Поручик подошел ближе и зашептал горячо, хрипло, торопясь:
— Отпущу на волю… Отведи меня, где золото, и валяй, куда глаза глядят… А если не так… плохо будет! — поручик выхватил шашку. — Обманешь — убью, как собаку! Так и знай!
Пленный ответил:
— Ярар, ладно. Поведу, куда хочешь. Уф, золота много! Самородок есть. Песок золотой много. Только на волю пускай.
Пошел поручик докладывать. Уже и план у него готов.
Входит к начальнику, а там в карты играют, глаза у всех кровью налились, азарт, и возле каждого кучки золотых монет и пачки ассигнаций. Полковник только что ва-банк объявил, как увидел вошедшего в избу поручика.
— Ну, что пленный? Столковались?
— Завтра поведет на кочевки.
— Хорошо. Сыграем?
— Никак нет. Разрешите завтра с утра в разведку?
— Сами?
— Да. Прапорщика Федотова возьму.
— Есть! — отозвался молоденький офицерик.
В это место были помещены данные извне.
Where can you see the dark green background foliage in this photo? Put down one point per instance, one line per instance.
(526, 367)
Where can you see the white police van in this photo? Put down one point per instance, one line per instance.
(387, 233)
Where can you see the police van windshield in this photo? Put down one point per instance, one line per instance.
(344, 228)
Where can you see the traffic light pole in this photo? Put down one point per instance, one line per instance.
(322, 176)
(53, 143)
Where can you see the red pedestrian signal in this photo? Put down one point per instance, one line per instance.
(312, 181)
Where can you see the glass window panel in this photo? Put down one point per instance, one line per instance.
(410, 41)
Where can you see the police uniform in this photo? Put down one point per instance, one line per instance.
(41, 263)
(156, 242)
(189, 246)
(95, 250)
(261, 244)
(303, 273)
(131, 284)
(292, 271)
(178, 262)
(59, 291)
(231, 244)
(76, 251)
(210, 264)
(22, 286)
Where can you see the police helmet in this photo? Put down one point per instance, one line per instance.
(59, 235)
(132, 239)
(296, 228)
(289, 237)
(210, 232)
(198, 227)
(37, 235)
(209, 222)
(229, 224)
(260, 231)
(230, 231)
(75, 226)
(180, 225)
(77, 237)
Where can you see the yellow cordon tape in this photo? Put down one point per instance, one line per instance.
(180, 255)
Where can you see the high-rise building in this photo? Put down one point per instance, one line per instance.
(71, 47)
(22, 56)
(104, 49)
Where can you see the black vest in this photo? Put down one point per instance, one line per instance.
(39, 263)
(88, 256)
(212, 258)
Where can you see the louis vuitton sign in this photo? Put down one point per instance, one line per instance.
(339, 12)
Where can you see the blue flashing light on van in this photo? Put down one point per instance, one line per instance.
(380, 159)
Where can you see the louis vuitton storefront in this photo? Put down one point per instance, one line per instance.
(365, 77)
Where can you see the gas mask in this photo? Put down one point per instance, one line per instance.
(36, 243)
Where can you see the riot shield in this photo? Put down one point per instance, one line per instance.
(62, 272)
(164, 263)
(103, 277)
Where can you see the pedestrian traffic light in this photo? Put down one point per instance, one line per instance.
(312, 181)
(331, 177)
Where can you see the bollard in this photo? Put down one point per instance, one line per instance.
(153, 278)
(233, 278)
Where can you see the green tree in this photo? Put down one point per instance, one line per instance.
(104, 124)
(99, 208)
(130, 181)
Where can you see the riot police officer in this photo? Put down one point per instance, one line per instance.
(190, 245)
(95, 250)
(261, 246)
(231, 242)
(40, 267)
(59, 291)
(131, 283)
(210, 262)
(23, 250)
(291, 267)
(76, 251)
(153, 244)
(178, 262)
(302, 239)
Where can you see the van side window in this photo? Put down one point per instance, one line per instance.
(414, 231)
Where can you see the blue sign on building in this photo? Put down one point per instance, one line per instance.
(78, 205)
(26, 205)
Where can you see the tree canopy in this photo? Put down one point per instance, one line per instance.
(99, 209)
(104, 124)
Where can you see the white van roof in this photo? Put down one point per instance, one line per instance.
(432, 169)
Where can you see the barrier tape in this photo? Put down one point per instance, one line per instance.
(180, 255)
— Меня возьмите, — двинулся от стены рослый казак.
— Правда, поручик, возьмите переводчика.
— Слушаюсь. Трофимов, едем с рассветом. Чтобы кони были готовы.
И засел за изучение карты местности. Гору, что всех выше, стал разыскивать да выбирать направление, куда с золотом двинуться.